I have just finished reading the article, “Why the Future Doesn’t Need Us” and I have to say that I was struck by many of Joy’s arguments for caution and public awareness in the expansion and application of the technologies (robotics, genetic engineering and nanotechnology) that are evolving in our universities, laboratories and corporate research facilities throughout the world. I found his insights fascinating and a bit frightening.

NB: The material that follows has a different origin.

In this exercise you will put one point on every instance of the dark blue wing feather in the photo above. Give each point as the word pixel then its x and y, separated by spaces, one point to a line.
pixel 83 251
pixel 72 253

But what I kept thinking about as I read his article was that while we have feared nuclear attack, when the attacks came - it was stateless terrorists in airplanes. Even in Iraq – one of the most lethal weapons that soldiers face are improvised explosive devices (pipe bombs and similar devices). While we fear bio-attacks - it is drug-resistant tuberculosis, MRSA (staph infections), AIDS, and rapidly rising rates of diabetes that are taking marked tolls on our population, both young and old. We fear cloned meat and genetically modified foods because of what they might do to us personally– when in reality we are radically eliminating bio-diversity - making it more likely that a simple parasite or bacteria could wipe out an entire homogenized breed of cattle or field of genetically-identical corn.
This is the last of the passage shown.